ImagingDataCommons / slim

Interoperable web-based slide microscopy viewer and annotation tool
https://imagingdatacommons.github.io/slim/
Apache License 2.0
118 stars 36 forks source link

Parametric maps of exemplary datasets #154

Closed maxfscher closed 1 year ago

maxfscher commented 1 year ago

Hey, first of all thank you for this very nice viewer and the very good documentation. I have a question regarding the example datasets that you provide here. Can you share some information how the parametric maps from the Study ID C3N-01016 were generated? Is the process somewhere described or can you provide further hints on which tool did you use? I am especially interested in how you defined the real_world_value_mappings in the parametric map dicom file.

Thanks in advance Max

fedorov commented 1 year ago

We discussed this today with @cgorman - he is the one who generated the samples you mentioned using highdicom. Chris can share the part of the code that generated those.

cgorman commented 1 year ago

@maxfscher Hi Max,

Here is the code I used to convert the pixel array into a parametric map (in Python). The conversion to unsigned int is not strictly necessary since PMs support floating point pixel data, but we found that converting to int makes things faster and less likely to cause problems with other tools.

This snippet requires the packages highdicom, opencv-python, pydicom, and numpy.

from random import randint
from socket import gethostname

import cv2
import highdicom as hd
import numpy as np
import pydicom
from pydicom.sr.codedict import codes

def parametric_map(
    source_image: pydicom.Dataset,
    input_map: np.ndarray,
    class_label: str,
    manufacturer: str,
    manufacturer_model_name: str,
):
    # Encode pixel data as unsigned integers for improved interoperability
    pixel_data_bits = 8
    dtype = np.dtype(f"uint{pixel_data_bits}")
    slope = 2.0 / (2**pixel_data_bits - 1)
    intercept = -1.0
    rescaled_map = ((input_map - intercept) / slope).astype(dtype)

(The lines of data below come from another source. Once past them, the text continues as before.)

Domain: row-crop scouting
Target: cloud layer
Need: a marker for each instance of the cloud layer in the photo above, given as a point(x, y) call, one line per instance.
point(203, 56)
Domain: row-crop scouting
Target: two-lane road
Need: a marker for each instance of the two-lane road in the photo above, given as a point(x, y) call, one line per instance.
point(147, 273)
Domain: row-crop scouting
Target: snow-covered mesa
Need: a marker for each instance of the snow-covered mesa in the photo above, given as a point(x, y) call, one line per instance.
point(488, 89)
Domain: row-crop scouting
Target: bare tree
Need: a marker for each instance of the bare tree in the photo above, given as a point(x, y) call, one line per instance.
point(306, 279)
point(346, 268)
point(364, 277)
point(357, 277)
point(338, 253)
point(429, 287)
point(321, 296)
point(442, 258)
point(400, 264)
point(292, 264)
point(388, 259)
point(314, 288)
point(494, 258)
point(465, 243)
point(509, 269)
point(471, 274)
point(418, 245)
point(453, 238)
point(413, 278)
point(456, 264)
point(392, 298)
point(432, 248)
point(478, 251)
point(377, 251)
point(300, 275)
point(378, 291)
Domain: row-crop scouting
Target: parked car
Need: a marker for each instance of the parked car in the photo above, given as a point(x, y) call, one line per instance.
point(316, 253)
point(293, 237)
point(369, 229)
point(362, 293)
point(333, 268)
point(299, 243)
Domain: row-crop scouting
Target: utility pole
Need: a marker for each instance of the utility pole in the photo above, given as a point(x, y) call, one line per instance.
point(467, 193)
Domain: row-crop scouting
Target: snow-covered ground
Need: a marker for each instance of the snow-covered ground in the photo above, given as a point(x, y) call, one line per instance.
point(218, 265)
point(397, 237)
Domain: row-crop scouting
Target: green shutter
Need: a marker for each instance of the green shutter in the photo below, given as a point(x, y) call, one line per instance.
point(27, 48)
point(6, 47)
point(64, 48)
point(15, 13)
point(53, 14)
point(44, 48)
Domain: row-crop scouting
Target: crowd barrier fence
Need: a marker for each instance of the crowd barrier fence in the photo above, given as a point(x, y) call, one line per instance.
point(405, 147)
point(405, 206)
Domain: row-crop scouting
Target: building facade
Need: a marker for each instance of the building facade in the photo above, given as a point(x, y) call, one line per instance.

    rows = source_image.TotalPixelMatrixRows
    cols = source_image.TotalPixelMatrixColumns

    pixel_array = np.zeros((1, rows, cols, 1), dtype=dtype)
    resized_plane = cv2.resize(
        rescaled_map,
        # OpenCV arrays are in column-major order: (width, height)
        dsize=(cols, rows),
        interpolation=cv2.INTER_CUBIC,
    )
    pixel_array = resized_plane

    value_range = [pixel_array.min(), pixel_array.max()]
    window_width = value_range[1] - value_range[0]
    # Make sure this is an integer
    window_center = int(int(value_range[1]) + int(value_range[0]) // 2)

    real_world_value_mappings = [
        hd.pm.RealWorldValueMapping(
            lut_label="0",
            lut_explanation=class_label,
            unit=codes.UCUM.NoUnits,
            value_range=value_range,
            intercept=intercept,
            slope=slope,
        )
    ]

    parametric_map = hd.pm.ParametricMap(
        [source_image],
        pixel_array=pixel_array,
        series_instance_uid=hd.UID(),
        series_number=randint(1, 100),
        sop_instance_uid=hd.UID(),
        instance_number=1,
        manufacturer=manufacturer,
        manufacturer_model_name=manufacturer_model_name,
        software_versions="0.0.1",
        device_serial_number=f"{gethostname()}",
        contains_recognizable_visual_features=False,
        real_world_value_mappings=real_world_value_mappings,
        window_center=window_center,
        window_width=window_width,
        content_label="HEATMAP",
    )

    return parametric_map

Let me know if you have any further questions!